No people on this planet have endured hardship similar to what the children of Africa experienced in the Americas. Ripped from their homes, transported four thousand miles across the Atlantic Ocean, for 300 years they and their offspring slaved to enrich the Europeans in the US and Europe. When the shackles were finally removed from their descendants’ ankles, they were ill-equipped, impoverished, lost in a world where they owned no land, no businesses, nothing. Slavery was all they had ever known, and for most of them their only prospect was as wage laborers in the very fields and forests where they worked while enslaved. That was their ceiling, until a prophet, a savior, Marcus Mosiah Garvey, was born in 1887, in Jamaica.
Philip Nicholas, Archives Technician at the National Archives at College Park, Maryland, said Garvey left Jamaica for Central America in 1910, in search of work; that between 1912 and 1914 he studied at Birkbeck College, University of London, to advance his formal education; and that his vision to unify people of African descent throughout the world was sparked by his reading Booker T. Washington’s book, Up from Slavery, and by an encounter with an Afro-Caribbean missionary who taught him about colonialism in Africa.
Garvey received great love and was greatly admired in the Jewel. The Amandala publisher described the UNIA as “the most powerful post-slavery black organization the world has ever seen.” Afro-Belizeans (British Hondurans until 1981) flocked to the organization, forming a local chapter. They circulated the UNIA’s newspaper, Negro World, even though it was banned here. Under the guidance of Garvey, they formed the Black Cross Nurses, a group of medical professionals who served less well-off citizens, and established Liberty Hall on Barrack Road in Belize City, a place where they held their meetings. The author of our National Anthem, Samuel Haynes, traveled to the US to help produce the Negro World, and the wealthiest Afro-Belizean, Isaiah Morter, contributed mightily to advance the cause.

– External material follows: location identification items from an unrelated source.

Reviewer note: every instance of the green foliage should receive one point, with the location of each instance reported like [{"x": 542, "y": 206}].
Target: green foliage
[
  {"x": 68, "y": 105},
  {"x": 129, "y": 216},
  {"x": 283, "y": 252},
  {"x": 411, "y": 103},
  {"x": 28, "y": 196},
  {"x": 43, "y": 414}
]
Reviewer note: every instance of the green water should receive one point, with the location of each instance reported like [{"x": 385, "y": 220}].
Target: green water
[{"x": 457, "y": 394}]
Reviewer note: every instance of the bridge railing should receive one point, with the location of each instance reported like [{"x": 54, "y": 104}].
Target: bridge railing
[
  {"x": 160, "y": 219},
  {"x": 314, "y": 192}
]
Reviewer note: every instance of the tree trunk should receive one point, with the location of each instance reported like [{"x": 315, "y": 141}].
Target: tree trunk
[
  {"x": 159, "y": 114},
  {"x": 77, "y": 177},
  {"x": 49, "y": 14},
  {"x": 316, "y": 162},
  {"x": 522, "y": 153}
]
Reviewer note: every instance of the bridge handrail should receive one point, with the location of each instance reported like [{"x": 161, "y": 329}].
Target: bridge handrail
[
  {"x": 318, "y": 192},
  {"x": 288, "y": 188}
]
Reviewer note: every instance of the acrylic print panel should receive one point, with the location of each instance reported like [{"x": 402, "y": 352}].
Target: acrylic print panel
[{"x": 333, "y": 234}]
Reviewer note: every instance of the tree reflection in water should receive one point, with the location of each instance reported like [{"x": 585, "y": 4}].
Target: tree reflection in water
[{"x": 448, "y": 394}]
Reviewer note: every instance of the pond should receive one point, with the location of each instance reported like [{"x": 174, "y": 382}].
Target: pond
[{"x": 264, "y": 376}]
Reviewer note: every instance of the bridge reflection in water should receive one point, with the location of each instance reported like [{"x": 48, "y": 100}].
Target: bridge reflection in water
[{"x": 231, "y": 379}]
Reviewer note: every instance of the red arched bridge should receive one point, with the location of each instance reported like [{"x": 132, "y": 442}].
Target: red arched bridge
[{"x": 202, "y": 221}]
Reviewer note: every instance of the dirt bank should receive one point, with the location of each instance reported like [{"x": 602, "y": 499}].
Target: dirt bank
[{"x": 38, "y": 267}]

“Free your minds, none but ourselves can free our minds”, Garvey said, and “Up, you mighty race, accomplish what you will!” he told our people. Garvey preached self-reliance. He established a number of commercial enterprises. He founded the Black Star Line, a shipping company to compete with the European fleets. Shoppe Black said that in 1920 he “established the Negro Factories Corporation and offered stock for African Americans to buy. He raised one million dollars for the project.” Shoppe Black said the corporation “generated income and provided jobs by its numerous enterprises, including a chain of grocery stores and restaurants, steam laundry, tailor shop, dressmaking shop, millinery store (clothing, fashion, hats, accessories, etc.), publishing house, and a doll factory.”
Don Rojas, a journalist, author, and press secretary to Maurice Bishop, in a presentation in 2017 on the 130th anniversary of Garvey’s birth, said: “Close to 100 years ago, Marcus Garvey argued the case for reparations for the crimes of slavery and colonialism when he said back in 1919…‘Hand back to us that which you have robbed and exploited us of in the name of God and Christianity for the last 500 years.’”
The Europeans did great wrong to people of African descent. Garvey was too successful and ambitious, and his enemies conspired and used their system to destroy him. It is right that they pardon him, and acknowledge their uncivilized behavior and try to make reparations.